Negli Usa si può discutere su obiettivi e conseguenze della guerra. E in Italia?

Una colonna di mezzi militari russi distrutta nei pressi di Kiev, Ucraina, 5 aprile 2022 (foto Ansa)

Su Huffington Post Italia Lorenzo Santucci scrive: «La visita a Sochi del capo dell’Unione africana (Ua), Macky Sall, assomiglia tanto a un trionfo diplomatico di Vladimir Putin. Per il Cremlino l’incontro nasceva dall’esigenza di “ampliare il dialogo politico e la cooperazione economica e umanitaria con i paesi del continente”, ma è servito al presidente russo per spiegare la (sua) versione sul grano, secondo cui non è affatto il primo responsabile, né tantomeno è il suo paese a tenere bloccate 20 milioni di tonnellate nei porti del Mar Nero”».

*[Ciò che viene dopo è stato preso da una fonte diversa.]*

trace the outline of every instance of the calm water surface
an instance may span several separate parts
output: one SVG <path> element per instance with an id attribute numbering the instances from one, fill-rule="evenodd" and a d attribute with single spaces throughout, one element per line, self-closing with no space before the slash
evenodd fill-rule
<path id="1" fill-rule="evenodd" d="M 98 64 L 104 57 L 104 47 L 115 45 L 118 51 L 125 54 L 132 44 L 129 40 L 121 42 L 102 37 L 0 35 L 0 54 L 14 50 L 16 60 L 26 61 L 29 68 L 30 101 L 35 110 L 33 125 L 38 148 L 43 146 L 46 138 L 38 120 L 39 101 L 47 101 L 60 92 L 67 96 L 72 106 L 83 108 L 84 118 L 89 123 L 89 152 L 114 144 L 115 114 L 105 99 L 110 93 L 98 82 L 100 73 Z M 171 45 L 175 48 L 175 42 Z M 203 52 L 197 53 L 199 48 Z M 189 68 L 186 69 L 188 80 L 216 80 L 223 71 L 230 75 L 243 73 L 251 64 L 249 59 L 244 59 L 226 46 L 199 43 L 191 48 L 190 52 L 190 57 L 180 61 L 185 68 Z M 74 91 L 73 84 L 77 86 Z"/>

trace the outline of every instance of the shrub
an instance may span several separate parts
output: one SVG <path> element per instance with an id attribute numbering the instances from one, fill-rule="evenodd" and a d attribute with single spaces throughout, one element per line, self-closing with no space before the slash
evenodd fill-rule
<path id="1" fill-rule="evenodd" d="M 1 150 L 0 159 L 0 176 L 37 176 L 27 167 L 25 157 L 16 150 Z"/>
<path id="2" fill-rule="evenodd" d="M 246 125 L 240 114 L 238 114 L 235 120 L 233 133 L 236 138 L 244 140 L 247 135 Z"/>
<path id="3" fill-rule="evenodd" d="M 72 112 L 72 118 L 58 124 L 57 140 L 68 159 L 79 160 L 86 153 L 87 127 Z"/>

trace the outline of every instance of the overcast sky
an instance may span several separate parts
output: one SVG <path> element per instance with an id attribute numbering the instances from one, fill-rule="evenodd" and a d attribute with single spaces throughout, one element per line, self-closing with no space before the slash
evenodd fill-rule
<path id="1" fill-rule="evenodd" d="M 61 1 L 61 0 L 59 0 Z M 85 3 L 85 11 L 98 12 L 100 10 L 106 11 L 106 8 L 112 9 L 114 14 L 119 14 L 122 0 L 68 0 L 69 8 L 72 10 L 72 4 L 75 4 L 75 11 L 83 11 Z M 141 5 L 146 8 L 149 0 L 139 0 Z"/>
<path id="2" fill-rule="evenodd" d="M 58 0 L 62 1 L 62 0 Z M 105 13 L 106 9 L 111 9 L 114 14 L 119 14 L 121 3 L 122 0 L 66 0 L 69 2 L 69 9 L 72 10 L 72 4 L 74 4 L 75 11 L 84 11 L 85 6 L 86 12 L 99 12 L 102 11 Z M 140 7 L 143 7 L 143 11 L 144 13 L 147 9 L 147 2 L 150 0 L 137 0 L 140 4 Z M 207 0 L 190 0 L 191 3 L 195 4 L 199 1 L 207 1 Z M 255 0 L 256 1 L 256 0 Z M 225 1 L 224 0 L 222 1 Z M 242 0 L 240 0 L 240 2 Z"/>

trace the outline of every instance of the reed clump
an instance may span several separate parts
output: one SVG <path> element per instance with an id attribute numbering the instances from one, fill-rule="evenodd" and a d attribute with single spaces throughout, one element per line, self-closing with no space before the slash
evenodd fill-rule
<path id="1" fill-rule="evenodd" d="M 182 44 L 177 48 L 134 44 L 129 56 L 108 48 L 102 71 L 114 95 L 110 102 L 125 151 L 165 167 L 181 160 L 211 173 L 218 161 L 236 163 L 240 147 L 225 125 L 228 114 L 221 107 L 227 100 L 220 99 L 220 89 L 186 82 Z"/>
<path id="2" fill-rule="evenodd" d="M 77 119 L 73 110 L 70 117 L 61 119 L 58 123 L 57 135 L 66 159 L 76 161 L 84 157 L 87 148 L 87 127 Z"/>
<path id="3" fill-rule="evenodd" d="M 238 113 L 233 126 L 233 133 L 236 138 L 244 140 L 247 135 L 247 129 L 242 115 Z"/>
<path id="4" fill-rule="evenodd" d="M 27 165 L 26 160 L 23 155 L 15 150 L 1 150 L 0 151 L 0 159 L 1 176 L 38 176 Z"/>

In gran parte delle università americane è in atto una discussione sulla storia del proprio paese, sul peso che la supremazia bianca e lo schiavismo hanno avuto in questa storia. Spesso ci si imbatte in riflessioni poco equilibrate che non tengono conto della concretezza dei processi storici: il problema di superare lo schiavismo si è posto solo in Occidente e gli Stati Uniti hanno avuto un ruolo importante nel superare il colonialismo nel Ventesimo secolo. Però non sarebbe male che a Washington non trascurassero certi elementi della discussione tra i loro giovani e tra i loro intellettuali: ciò farebbe capire alla Casa Bianca come un certo unilateralismo made in Usa non è molto sopportato nella gran parte del mondo “non bianco”.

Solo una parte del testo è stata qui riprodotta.